Second is to address the issue of how the state should co-ordinate the development of resources. I believe there is still a role for vibrant public enterprise in this society but how will we achieve that.

Take for example the issue of an all-Ireland energy structure. Do we still need the comfort blanket of a state owned everything or there other routes open to us? Could there be community run energy facilities alongside private sector power stations all co-ordinated on a state owned electricity grid?

Can we for example take a route of asking what role do we want business to play in the economy? Could we have a real partnership between the public and private sector? How can we make that never taken before step of finding a way to make the business pillar face up to their responsibilities and still be a profitable business in the long term and not an exploitative one in the short term?

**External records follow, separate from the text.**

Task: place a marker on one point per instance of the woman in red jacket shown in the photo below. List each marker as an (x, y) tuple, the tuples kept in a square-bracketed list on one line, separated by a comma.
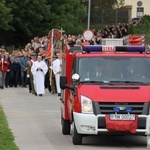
[(4, 64)]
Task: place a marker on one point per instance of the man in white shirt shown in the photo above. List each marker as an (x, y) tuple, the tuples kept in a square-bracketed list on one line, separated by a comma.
[(57, 69), (39, 69)]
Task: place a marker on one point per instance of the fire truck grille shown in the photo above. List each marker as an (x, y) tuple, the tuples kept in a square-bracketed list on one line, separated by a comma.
[(107, 107)]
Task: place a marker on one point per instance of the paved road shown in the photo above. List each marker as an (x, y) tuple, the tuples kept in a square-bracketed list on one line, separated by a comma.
[(35, 123)]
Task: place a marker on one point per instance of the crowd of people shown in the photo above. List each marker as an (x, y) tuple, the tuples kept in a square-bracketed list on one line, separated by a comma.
[(30, 66)]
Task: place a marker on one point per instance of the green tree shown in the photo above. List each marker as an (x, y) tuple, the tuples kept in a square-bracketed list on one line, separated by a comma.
[(30, 18), (142, 28), (67, 14)]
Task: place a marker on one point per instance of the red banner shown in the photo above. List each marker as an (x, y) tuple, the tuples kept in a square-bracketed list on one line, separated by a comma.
[(56, 34)]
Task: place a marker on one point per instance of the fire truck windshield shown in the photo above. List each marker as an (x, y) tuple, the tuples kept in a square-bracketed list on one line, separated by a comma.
[(114, 70)]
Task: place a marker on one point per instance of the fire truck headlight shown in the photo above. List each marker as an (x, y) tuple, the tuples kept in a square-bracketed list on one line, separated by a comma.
[(86, 105)]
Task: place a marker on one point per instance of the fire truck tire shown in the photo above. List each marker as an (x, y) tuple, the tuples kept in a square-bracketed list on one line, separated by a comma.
[(65, 126), (76, 137)]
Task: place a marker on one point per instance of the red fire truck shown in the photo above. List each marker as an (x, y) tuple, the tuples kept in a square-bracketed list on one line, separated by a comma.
[(105, 89)]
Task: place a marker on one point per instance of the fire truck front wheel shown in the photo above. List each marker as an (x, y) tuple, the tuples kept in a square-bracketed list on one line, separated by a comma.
[(76, 137), (65, 126)]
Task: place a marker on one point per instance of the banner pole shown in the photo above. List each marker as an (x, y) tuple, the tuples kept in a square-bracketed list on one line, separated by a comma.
[(51, 71)]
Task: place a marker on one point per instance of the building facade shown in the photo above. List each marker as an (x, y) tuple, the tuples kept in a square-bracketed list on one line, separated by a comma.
[(138, 8)]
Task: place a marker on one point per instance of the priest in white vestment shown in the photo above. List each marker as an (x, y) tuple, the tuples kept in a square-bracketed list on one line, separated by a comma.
[(39, 69), (57, 69)]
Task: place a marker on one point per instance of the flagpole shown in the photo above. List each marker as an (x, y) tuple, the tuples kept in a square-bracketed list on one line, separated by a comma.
[(51, 57)]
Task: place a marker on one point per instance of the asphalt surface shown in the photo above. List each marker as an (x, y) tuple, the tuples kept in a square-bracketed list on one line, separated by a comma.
[(35, 123)]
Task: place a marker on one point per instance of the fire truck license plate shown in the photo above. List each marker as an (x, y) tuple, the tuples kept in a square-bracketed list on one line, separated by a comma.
[(122, 117)]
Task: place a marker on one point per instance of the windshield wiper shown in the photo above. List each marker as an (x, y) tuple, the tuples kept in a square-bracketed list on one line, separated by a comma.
[(97, 82), (129, 82)]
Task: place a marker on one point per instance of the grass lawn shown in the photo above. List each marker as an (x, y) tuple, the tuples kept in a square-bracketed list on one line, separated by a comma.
[(6, 136)]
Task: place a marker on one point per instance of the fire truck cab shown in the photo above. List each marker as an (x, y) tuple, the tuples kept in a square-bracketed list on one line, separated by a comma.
[(105, 89)]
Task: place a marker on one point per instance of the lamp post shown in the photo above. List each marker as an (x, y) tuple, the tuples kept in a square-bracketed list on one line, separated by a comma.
[(102, 16), (89, 12)]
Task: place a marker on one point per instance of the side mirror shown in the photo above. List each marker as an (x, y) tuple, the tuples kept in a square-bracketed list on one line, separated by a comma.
[(75, 78), (63, 82)]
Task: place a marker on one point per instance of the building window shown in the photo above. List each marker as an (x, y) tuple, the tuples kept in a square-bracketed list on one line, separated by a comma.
[(140, 11)]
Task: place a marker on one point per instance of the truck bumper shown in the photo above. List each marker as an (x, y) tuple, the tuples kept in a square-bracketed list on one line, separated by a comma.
[(88, 124)]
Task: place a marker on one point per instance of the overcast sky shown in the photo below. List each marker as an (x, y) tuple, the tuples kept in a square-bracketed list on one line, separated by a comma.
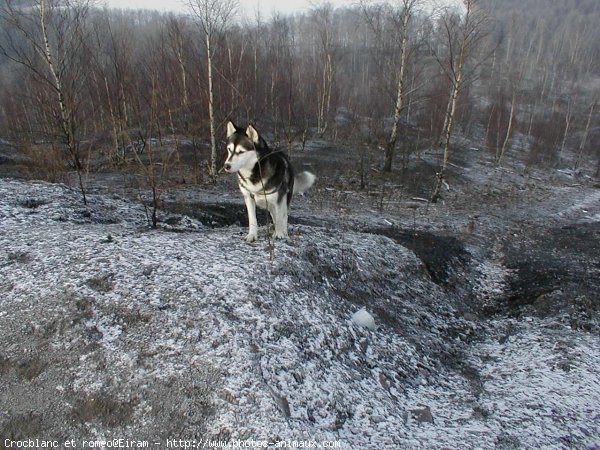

What political structures do we need to make that happen?

These I think are just some of the challenges open to us today. It would be easy to sit back and spend the day ripping the back out of private finance initiatives and no doubt we need to do some of that to understand clearly why it is failing and will fail again in the future. But we also have a greater responsibility ourselves to think innovatively.

This issue hits at the core of what we are about. We want real partnership between all the parts of the economy. We want real democratic structures. I know that this might seem like a long shopping list but we in Sinn Fein have arrived at a new cross roads and now we must look at the body of work ahead of us and say, now we must begin again.